The Spanish Directorate-General of Taxes (“DGT”) has recently decided on a case very similar to that decided by the Spanish Supreme Court in 2012. However, the conclusions reached by the DGT differ from those reached by the Supreme Court.

In that judgment, the Supreme Court debated whether the income obtained by non-resident entities for services provided in relation to the production of concerts offered by the band U2 in Spain in 1997, other than pure entertainment services, should be considered taxable in Spain in accordance with article 17.2 of the Spain-Ireland tax treaty and the Revised Non-Resident Income Tax Law, They concluded that all of the income obtained from the music tour, including that relating to production services, was taxable in Spain.

In the ruling we are examining, the DGT analysed a case, in which a US-resident entity had been hired to provide production services for a concert to be given in Spain by a US band. None of the band’s members had any type of legal or financial relationship with the entity hired to produce the concert.

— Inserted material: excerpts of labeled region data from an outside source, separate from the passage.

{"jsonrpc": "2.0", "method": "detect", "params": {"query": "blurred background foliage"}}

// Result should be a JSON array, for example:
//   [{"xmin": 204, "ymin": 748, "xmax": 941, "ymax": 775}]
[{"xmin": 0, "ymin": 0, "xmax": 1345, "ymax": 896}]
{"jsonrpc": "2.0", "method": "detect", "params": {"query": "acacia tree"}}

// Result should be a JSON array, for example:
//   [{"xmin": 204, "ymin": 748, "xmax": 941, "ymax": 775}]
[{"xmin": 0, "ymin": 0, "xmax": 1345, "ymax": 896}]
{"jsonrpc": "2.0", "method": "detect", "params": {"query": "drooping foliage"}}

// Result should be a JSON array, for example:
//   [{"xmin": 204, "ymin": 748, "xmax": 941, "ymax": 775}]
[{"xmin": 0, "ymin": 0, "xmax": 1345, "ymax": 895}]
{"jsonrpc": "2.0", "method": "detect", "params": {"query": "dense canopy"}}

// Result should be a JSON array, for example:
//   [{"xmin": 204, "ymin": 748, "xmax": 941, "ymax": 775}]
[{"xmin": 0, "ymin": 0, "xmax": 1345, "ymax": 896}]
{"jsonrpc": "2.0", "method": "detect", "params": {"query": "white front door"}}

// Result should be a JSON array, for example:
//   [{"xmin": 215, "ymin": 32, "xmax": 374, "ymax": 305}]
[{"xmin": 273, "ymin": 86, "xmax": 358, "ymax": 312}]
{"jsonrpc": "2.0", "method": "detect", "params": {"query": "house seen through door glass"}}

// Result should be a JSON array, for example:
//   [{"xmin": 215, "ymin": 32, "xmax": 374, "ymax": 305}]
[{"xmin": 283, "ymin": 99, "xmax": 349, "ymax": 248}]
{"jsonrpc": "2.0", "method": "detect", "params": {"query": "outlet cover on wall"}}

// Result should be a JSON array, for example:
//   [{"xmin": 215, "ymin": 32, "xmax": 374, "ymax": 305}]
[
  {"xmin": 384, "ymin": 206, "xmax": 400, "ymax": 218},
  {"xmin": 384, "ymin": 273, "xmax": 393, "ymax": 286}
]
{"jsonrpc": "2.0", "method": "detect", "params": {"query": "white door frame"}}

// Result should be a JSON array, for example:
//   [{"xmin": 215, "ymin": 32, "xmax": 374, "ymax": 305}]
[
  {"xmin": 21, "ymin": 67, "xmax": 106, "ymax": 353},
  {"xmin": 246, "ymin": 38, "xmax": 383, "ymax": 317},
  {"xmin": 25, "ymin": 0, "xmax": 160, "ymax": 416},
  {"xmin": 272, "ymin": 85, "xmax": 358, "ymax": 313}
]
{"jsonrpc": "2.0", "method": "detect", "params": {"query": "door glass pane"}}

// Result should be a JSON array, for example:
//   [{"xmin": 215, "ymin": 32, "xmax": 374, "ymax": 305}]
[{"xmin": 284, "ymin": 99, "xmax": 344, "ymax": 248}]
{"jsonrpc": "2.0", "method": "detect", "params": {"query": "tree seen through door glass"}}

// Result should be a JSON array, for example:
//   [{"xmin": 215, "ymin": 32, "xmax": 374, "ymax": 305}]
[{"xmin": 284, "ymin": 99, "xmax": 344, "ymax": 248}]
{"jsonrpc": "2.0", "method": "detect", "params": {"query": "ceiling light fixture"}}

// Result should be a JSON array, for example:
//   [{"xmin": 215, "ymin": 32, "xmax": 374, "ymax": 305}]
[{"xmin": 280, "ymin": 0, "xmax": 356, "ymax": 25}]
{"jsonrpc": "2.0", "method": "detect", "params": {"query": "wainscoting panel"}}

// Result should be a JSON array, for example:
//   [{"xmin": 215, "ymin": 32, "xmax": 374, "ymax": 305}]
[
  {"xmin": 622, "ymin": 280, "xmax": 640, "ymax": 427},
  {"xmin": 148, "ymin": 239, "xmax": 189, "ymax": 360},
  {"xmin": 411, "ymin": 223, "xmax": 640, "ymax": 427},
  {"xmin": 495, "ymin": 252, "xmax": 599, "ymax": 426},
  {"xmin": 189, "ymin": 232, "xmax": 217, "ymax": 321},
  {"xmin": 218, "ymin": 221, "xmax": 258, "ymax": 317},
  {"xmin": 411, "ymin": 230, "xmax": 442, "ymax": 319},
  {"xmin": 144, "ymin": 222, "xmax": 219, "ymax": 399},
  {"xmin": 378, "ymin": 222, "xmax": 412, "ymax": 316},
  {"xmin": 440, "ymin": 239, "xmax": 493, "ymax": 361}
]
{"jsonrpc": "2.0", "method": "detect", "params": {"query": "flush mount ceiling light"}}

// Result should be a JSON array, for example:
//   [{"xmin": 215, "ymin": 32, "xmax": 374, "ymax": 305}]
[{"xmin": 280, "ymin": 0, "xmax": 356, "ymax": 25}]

The entity organising the concert in Spain was to make two types of payments: 

  1. Known as an “artist fee” to remunerate the entertainers’ services, and payable to a US entity owned by them, and 
  2. Another known as a “production fee” to remunerate the concert production services, and payable to a US entity, not established in Spain and not having any relationship with the entertainers

The production services were to include, personnel costs; the costs associated with rehearsal facilities, rigging, stage rental and assembly, sound projection, pyrotechnics, transportation, loading, hotels, promotion and advertising, liability and medical insurance and accounting and audit fees.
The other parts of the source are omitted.